With no physical evidence or eyewitnesses, and despite a 27-year gap that blurred memories, prosecutors in the murder trial of Michael Skakel prevailed in a case that some legal experts initially thought would be a fiasco.

The key to the trial, said University of California law professor and Fox News contributor Susan Estrich, was the parade of witnesses — 12 in all — who testified that Skakel had incriminated himself in the 1975 murder of 15-year-old neighbor Martha Moxley in Greenwich, Conn.

"For all our fascination with forensics, for all the absolutes of science, confessions count, witnesses count," Estrich said. "In many respects, the time lag made it an old-fashioned trial, a question of who — not what — do you believe."

Compared to their counterparts in the O.J. Simpson trial, the Skakel prosecutors started with a seemingly weak arsenal of evidence, said Todd D. Fernow, professor at the University of Connecticut School of Law.

But even during the prolonged pretrial proceedings, the prosecution incrementally gathered new bits of information, Fernow said. "You look back, and now you have three times as much evidence, and it gives you the illusion of substance."

Fernow also suggested that jurors may have gone out of their way to resolve the long-simmering case, not wishing to end with a hung jury.

"The jurors are thinking, `The state of Connecticut wouldn't have brought the charges 27 years later if they didn't think they have the right guy. We'll give them the benefit of the doubt,"' Fernow said.

Steven Duke, a professor of criminal law at Yale Law School, was among the experts who initially thought the prosecution of Skakel would flounder.

"It looked like an embarrassment," Duke said. "I was quoted as saying they must have more than these incriminating statements, and it turned out they didn't."

How did the prosecution win? Duke suggested that Skakel's alibi evidence — provided by relatives — may have seemed shaky to the jurors. Duke also expressed surprise that the defense did not do more to challenge the testimony about Skakel's self-incriminating remarks.

"The defense had explanations for many of them; it didn't have explanations for all of them," Duke said. "I was surprised they didn't call an expert to say there are many instances in which people have become falsely convinced that they committed a crime."

James Cohen, a Fordham University law professor who specializes in criminal defense, said the lapse of 27 years was both a plus and minus for the prosecution.

"Over that period of time so much happened, Skakel made so many different statements, there were so many inconsistencies that the prosecution was able to bring forward," Cohen said. "On the other hand, memories fade."

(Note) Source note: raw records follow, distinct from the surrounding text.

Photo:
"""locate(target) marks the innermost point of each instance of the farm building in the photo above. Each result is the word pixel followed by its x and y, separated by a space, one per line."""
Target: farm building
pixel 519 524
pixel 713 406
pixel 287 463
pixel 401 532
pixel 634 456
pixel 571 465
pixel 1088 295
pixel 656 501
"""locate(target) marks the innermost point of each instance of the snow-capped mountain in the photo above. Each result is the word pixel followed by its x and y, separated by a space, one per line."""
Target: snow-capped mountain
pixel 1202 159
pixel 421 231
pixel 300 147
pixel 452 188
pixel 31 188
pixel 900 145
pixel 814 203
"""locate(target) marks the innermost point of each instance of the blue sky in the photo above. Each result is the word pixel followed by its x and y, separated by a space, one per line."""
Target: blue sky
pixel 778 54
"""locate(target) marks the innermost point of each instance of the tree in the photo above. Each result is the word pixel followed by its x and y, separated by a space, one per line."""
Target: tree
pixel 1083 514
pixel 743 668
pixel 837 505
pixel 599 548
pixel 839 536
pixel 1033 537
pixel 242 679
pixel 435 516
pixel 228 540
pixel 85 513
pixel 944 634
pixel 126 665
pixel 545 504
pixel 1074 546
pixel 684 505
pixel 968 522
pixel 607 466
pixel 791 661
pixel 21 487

Cohen said prosecutors successfully depicted the murder — Moxley was bludgeoned and stabbed with a golf club — as particularly violent.

"Then they succeeded in presenting Skakel as someone over the years who was quite troubled," he said. "The jury put two and two together."

During the deliberations, jurors asked to rehear some of prosecutor Jonathan Benedict's closing arguments — a likely indication his comments were effective.

"The argument may have sounded powerful, but I had a very receptive audience," Benedict said after Friday's verdict. "I think everybody, or 90 percent of the people in the courtroom, wanted to see me connect the dots, wanted to hear what I had to say."

Alternate juror Anne Layton said she was leaning heavily toward conviction, but described Benedict's closing argument as the clincher.

"I think he did an incredible job," she said.

Defense attorney Michael Sherman, who vowed to appeal the verdict, complained about the multimedia presentation that ended the closing arguments — a projected photo of a smiling Martha Moxley that dissolved into a grim crime scene photo.

"I think that had the effect of inflaming the jury," Sherman said.

Skakel's status as a cousin of the Kennedy family may have deterred some investigators in 1975, but probably did not help his chances with the jury, Cohen said.

"It's very different time now than 1975," he said. "The Kennedy name had much more resonance then than it does today."

Fernow said the Kennedy connection may have mattered less to the jury than the constant presence in the courtroom of Dorthy Moxley, the victim's mother.

"She's the one person in all of this that everybody feels sympathy for," Fernow said. "The prosecution played that particular card pretty well, putting her on the stand."